Rabbit hole of infinite intersection of open sets.

While reading Real Analysis book concept of closed and open sets of real numbers comes up. Closed real set is defined as set which every accumulation point of the set is in the set. More intuitive every point which you can go as close you like and find member of the set has to be in the set. Open real set is intuitive defined that every point in the set is surrounded by the other points of the set. They are interesting specially when you consider that they aren't each others opposited (for example $\mathbb{R}$ is both open and closed) and how both of them can be generalized to other number sets/spaces (metric space, topology).

First theorems proofed from these defenitions are that intersection and union of open/closed set is also open/closed. $$\begin{array}{c}\mathit{open}\left(A\right)\wedge \mathit{open}\left(B\right)\Rightarrow \mathit{open}\left(A\cup B\right)\wedge \mathit{open}\left(A\cap B\right)\\ \mathit{closed}\left(A\right)\wedge \mathit{closed}\left(B\right)\Rightarrow \mathit{closed}\left(A\cup B\right)\wedge \mathit{closed}\left(A\cap B\right)\end{array}$$

It is easy to see (by induction) that intersections or unions of finete amount of open/closed sets are also open/closed simple because first $N-1$ sets intersection or union is one open/closed set so we just use statement above to conclude that $N$ set intersection or union of is open/closed. So this rules are true for infinite amount of sets? NO!

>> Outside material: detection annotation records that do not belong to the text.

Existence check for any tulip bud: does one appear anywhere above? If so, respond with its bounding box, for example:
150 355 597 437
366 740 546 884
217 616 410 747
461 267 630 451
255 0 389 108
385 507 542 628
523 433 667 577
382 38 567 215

For infinite sequence of open sets union of these sets is always open but intersection isn't. For infinite sequence of closed sets intersection is always closed but union isn't. These specially open set one dug rabbit hole for me. After couple minutes puzzling over this there is has to be away that infinte intersection results to set that has single number in it. Very simple conclusion was to use sequence of open ranges $\left]-\frac{1}{n}\frac{1}{n}\right[$ certainly any set I point to in this sequence of sets would have zero in it. But then I started to doubt my self what if "at" infinite both sides would be zero which since it is open interval would cause it to be null set. Null set is open so that would cause whole infinite intersection to open since intersection with null set is null set. After while of brain heating I realized I should probably go look how sequence of infinite sets are handled anyway. I never before had to deal with it. So I started to google about $\underset{N\to \mathrm{\infty }}{\mathit{lim}}\bigcap _{i=1}^N\left(U_i\right)$ and disproof of infinite intersection of open sets is open.

From proof wiki for metric spaces proof used $\bigcap _{i\in \mathbb{N}}$ which avoids the infinite sign. But yeah proof is just interval $\left]-\frac{1}{n}\frac{1}{n}\right[$ which means zero always belong to every set and more sets you intersect closer you get to set with zero so no other number can belong to set. However is $\underset{N\to \mathrm{\infty }}{\mathit{lim}}\bigcap _{i=0}^N\left(U_i\right)=\bigcap _{i\in \mathbb{N}}\left(U_i\right)$ true?

By definition given in Billingsley's Probability and Measure anniversary edition (page 55): $$\begin{array}{c}\underset{N\to \mathrm{\infty }}{\mathit{lim\; inf}}{U}_N=\underset{N\to \mathrm{\infty }}{\mathit{lim\; sup}}{U}_N\Rightarrow \underset{N\to \mathrm{\infty }}{\mathit{lim}}{U}_N=\underset{N\to \mathrm{\infty }}{\mathit{lim\; inf}}{U}_N\\ \underset{N\to \mathrm{\infty }}{\mathit{lim\; inf}}{U}_N=\bigcup _{i=0}^{\mathrm{\infty }}\bigcap _{k=N}^{\mathrm{\infty }}{U}_k\\ \underset{N\to \mathrm{\infty }}{\mathit{lim\; sup}}{U}_N=\bigcap _{i=0}^{\mathrm{\infty }}\bigcup _{k=N}^{\mathrm{\infty }}{U}_k\end{array}$$

This definition seem to need us defining $\bigcap _{i=0}^{\infty }\left(U_i\right)≔\bigcap _{i\in \mathbb{N}}\left(U_i\right)$. There is probably other methods to defining for example metamath just defines mass intersection as elements forall sets from set of sets that are in every set. There isn't even index set. We note that monotone set sequences have limit. Also sequences that are constant set have the constant as limit (as proof union and intersection of same set is set it self). If set sequence is monotone then limit is ether $\bigcap _{i=0}^{\mathrm{\infty }}$ or $\bigcup _{i=0}^{\mathrm{\infty }}$ or the sequence depending on is sequence nonincreasing or nondecreasing. So for nonincreasing set we would be just intersecting set that we already intersected ones so there our intersection question just holds. How about when we are taking union then? Well it is just $\mathit{lim\; sup}$ definition again so it should reduce down same way... at least there isn't meaning full difference so if infinite limit of intersection or unions exists it is probably equal to infinite intersection or union.